A scholar of Roman art and Ph.D. candidate at Princeton University, Margaret Kurkoski is primarily focused on the relationship between architecture and décor at ancient villas. Drawing from textual and archaeological sources, her work investigates how individual decisions concerning properties, whether enacted by patrons, architects, or laborers, generated dynamic messages for contemporaneous viewers over the centuries-long lives of these buildings.
Margaret received a B.A. in classical languages from Smith College. Following her graduation in 2012, she taught at Akdeniz Üniversitesi in southwest Turkey with the support of a Fulbright grant. Margaret then returned to Smith College as the Brown Foundation Post-Baccalaureate Curatorial Fellow at the Museum of Art, where she helped to envision, organize, and curate the Art of the Ancient World gallery during the Museum's two-year gallery redesign project. She has participated in the Pompeii Quadriporticus Project and excavations at Hadrian’s Villa in Tivoli.

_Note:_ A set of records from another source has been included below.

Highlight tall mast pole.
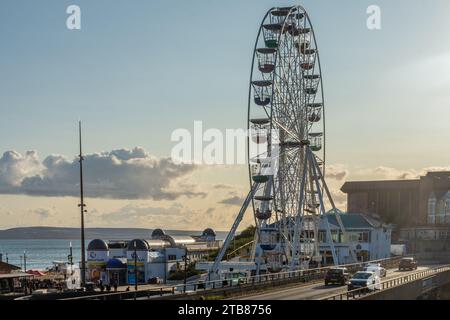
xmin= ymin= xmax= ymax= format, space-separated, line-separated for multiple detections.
xmin=78 ymin=121 xmax=86 ymax=288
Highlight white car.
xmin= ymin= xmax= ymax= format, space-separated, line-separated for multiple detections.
xmin=364 ymin=264 xmax=387 ymax=278
xmin=348 ymin=271 xmax=381 ymax=291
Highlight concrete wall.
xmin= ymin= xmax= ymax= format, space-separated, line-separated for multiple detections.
xmin=360 ymin=271 xmax=450 ymax=300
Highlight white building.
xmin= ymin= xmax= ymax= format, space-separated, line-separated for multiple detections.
xmin=319 ymin=213 xmax=392 ymax=264
xmin=87 ymin=229 xmax=220 ymax=285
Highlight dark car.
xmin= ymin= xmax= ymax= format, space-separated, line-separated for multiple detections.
xmin=398 ymin=258 xmax=417 ymax=271
xmin=325 ymin=268 xmax=350 ymax=286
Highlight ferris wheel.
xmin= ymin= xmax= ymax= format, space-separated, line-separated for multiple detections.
xmin=208 ymin=6 xmax=356 ymax=280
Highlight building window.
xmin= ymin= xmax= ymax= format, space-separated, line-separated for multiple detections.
xmin=428 ymin=193 xmax=436 ymax=224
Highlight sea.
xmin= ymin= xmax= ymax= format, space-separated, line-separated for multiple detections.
xmin=0 ymin=231 xmax=226 ymax=270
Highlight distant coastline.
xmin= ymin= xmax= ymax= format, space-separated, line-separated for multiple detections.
xmin=0 ymin=227 xmax=226 ymax=240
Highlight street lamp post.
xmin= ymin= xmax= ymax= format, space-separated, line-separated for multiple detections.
xmin=134 ymin=241 xmax=138 ymax=291
xmin=184 ymin=245 xmax=188 ymax=292
xmin=78 ymin=121 xmax=87 ymax=288
xmin=67 ymin=241 xmax=73 ymax=275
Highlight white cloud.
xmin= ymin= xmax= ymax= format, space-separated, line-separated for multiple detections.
xmin=219 ymin=195 xmax=245 ymax=206
xmin=0 ymin=148 xmax=206 ymax=200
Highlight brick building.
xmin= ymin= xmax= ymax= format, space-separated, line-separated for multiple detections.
xmin=341 ymin=172 xmax=450 ymax=228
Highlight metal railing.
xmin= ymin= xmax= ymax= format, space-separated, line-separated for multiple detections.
xmin=64 ymin=257 xmax=402 ymax=300
xmin=322 ymin=265 xmax=450 ymax=300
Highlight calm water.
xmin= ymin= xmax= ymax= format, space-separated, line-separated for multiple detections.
xmin=0 ymin=239 xmax=85 ymax=270
xmin=0 ymin=232 xmax=226 ymax=270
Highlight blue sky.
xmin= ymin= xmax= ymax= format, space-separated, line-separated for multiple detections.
xmin=0 ymin=0 xmax=449 ymax=167
xmin=0 ymin=0 xmax=450 ymax=227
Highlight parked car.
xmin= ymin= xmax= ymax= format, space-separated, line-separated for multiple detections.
xmin=348 ymin=271 xmax=381 ymax=291
xmin=325 ymin=268 xmax=350 ymax=286
xmin=398 ymin=258 xmax=417 ymax=271
xmin=364 ymin=264 xmax=387 ymax=278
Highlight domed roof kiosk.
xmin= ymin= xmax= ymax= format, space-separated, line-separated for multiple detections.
xmin=88 ymin=239 xmax=109 ymax=251
xmin=152 ymin=229 xmax=166 ymax=239
xmin=202 ymin=228 xmax=216 ymax=237
xmin=127 ymin=239 xmax=149 ymax=251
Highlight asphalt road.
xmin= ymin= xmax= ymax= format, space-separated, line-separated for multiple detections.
xmin=233 ymin=266 xmax=432 ymax=300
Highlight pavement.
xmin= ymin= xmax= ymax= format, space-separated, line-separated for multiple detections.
xmin=237 ymin=265 xmax=435 ymax=300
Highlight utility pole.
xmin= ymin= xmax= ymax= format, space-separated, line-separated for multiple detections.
xmin=134 ymin=241 xmax=138 ymax=291
xmin=184 ymin=245 xmax=188 ymax=292
xmin=67 ymin=241 xmax=73 ymax=275
xmin=78 ymin=121 xmax=87 ymax=288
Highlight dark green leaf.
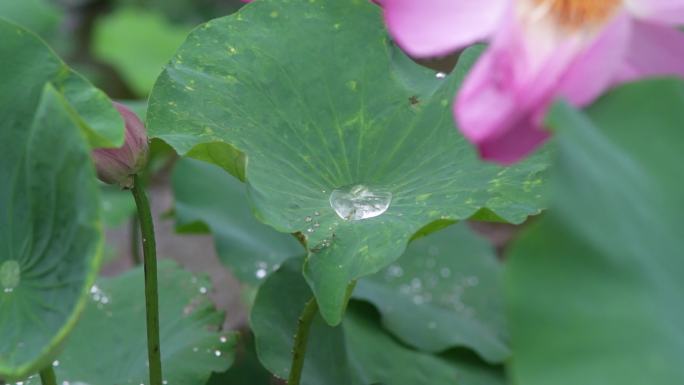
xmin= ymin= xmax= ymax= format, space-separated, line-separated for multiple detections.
xmin=353 ymin=223 xmax=509 ymax=362
xmin=0 ymin=19 xmax=124 ymax=147
xmin=251 ymin=260 xmax=503 ymax=385
xmin=55 ymin=260 xmax=235 ymax=385
xmin=147 ymin=0 xmax=546 ymax=324
xmin=0 ymin=82 xmax=102 ymax=380
xmin=507 ymin=80 xmax=684 ymax=385
xmin=172 ymin=159 xmax=304 ymax=284
xmin=207 ymin=333 xmax=272 ymax=385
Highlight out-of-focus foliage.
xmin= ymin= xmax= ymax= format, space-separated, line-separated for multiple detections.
xmin=55 ymin=261 xmax=236 ymax=385
xmin=0 ymin=20 xmax=123 ymax=379
xmin=251 ymin=260 xmax=503 ymax=385
xmin=0 ymin=0 xmax=65 ymax=44
xmin=507 ymin=79 xmax=684 ymax=385
xmin=93 ymin=8 xmax=190 ymax=97
xmin=353 ymin=223 xmax=510 ymax=362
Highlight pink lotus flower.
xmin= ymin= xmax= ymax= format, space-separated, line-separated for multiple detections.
xmin=92 ymin=103 xmax=148 ymax=188
xmin=382 ymin=0 xmax=684 ymax=164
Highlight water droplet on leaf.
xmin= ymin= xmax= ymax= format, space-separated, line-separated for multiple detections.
xmin=330 ymin=185 xmax=392 ymax=221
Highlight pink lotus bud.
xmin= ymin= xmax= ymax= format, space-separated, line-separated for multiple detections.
xmin=93 ymin=103 xmax=148 ymax=188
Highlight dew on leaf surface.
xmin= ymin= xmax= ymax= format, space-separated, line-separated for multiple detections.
xmin=330 ymin=184 xmax=392 ymax=221
xmin=0 ymin=259 xmax=21 ymax=293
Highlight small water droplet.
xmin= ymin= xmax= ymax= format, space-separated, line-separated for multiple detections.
xmin=387 ymin=265 xmax=404 ymax=278
xmin=330 ymin=185 xmax=392 ymax=221
xmin=0 ymin=259 xmax=21 ymax=293
xmin=255 ymin=269 xmax=267 ymax=279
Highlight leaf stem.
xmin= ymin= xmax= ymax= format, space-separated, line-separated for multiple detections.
xmin=40 ymin=365 xmax=57 ymax=385
xmin=130 ymin=215 xmax=142 ymax=266
xmin=131 ymin=175 xmax=162 ymax=385
xmin=287 ymin=298 xmax=318 ymax=385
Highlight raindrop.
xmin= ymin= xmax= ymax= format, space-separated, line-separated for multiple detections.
xmin=0 ymin=259 xmax=21 ymax=293
xmin=330 ymin=184 xmax=392 ymax=221
xmin=439 ymin=267 xmax=451 ymax=278
xmin=256 ymin=269 xmax=267 ymax=279
xmin=387 ymin=265 xmax=404 ymax=278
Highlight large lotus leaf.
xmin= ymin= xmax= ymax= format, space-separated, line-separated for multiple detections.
xmin=506 ymin=80 xmax=684 ymax=385
xmin=172 ymin=159 xmax=304 ymax=284
xmin=0 ymin=83 xmax=102 ymax=380
xmin=0 ymin=18 xmax=124 ymax=147
xmin=55 ymin=260 xmax=235 ymax=385
xmin=251 ymin=260 xmax=503 ymax=385
xmin=147 ymin=0 xmax=547 ymax=324
xmin=353 ymin=223 xmax=509 ymax=362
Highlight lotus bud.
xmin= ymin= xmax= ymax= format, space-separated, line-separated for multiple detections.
xmin=93 ymin=103 xmax=148 ymax=188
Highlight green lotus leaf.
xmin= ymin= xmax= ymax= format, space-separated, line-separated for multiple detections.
xmin=147 ymin=0 xmax=547 ymax=325
xmin=506 ymin=79 xmax=684 ymax=385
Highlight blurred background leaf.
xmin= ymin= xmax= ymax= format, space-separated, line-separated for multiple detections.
xmin=55 ymin=260 xmax=236 ymax=385
xmin=506 ymin=79 xmax=684 ymax=385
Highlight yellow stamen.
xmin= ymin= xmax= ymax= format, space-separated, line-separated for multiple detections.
xmin=533 ymin=0 xmax=622 ymax=29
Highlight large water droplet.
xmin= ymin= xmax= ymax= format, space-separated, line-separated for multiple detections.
xmin=330 ymin=184 xmax=392 ymax=221
xmin=0 ymin=259 xmax=21 ymax=293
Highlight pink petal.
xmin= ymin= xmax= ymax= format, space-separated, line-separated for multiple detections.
xmin=382 ymin=0 xmax=509 ymax=57
xmin=626 ymin=0 xmax=684 ymax=25
xmin=618 ymin=21 xmax=684 ymax=82
xmin=558 ymin=15 xmax=632 ymax=106
xmin=454 ymin=11 xmax=583 ymax=164
xmin=478 ymin=116 xmax=550 ymax=165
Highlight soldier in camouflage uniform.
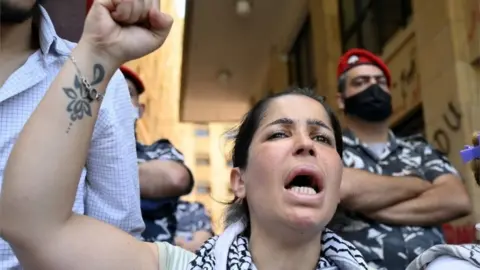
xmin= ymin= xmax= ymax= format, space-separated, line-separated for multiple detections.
xmin=120 ymin=66 xmax=194 ymax=244
xmin=330 ymin=49 xmax=471 ymax=270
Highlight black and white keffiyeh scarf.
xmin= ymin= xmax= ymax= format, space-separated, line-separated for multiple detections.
xmin=187 ymin=223 xmax=369 ymax=270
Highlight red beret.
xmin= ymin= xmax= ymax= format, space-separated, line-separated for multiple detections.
xmin=337 ymin=48 xmax=392 ymax=86
xmin=120 ymin=66 xmax=145 ymax=95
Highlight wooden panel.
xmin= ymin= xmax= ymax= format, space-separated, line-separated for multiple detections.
xmin=460 ymin=0 xmax=480 ymax=65
xmin=44 ymin=0 xmax=86 ymax=42
xmin=383 ymin=25 xmax=421 ymax=123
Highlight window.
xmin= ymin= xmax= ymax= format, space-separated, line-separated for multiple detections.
xmin=339 ymin=0 xmax=412 ymax=54
xmin=288 ymin=17 xmax=315 ymax=87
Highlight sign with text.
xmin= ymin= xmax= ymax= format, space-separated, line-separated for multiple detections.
xmin=465 ymin=0 xmax=480 ymax=62
xmin=386 ymin=34 xmax=421 ymax=123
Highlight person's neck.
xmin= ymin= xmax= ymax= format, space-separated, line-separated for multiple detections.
xmin=249 ymin=221 xmax=322 ymax=270
xmin=0 ymin=19 xmax=39 ymax=88
xmin=345 ymin=115 xmax=390 ymax=144
xmin=0 ymin=19 xmax=32 ymax=55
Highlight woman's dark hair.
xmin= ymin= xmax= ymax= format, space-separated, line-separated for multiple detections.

Her dissertation, "Imperial Presence in the Villas of Roman Italy," evaluates how the institution of the emperor propelled architectural and decorative change at these countryside estates. This project is indebted to support from the Fondazione Lemmermann and Scuola Normale Superiore in Pisa, which allowed her to conduct research in Italy. During the 2020-21 academic year, Margaret was a graduate fellow at the Princeton Institute for International and Regional Studies (PIIRS).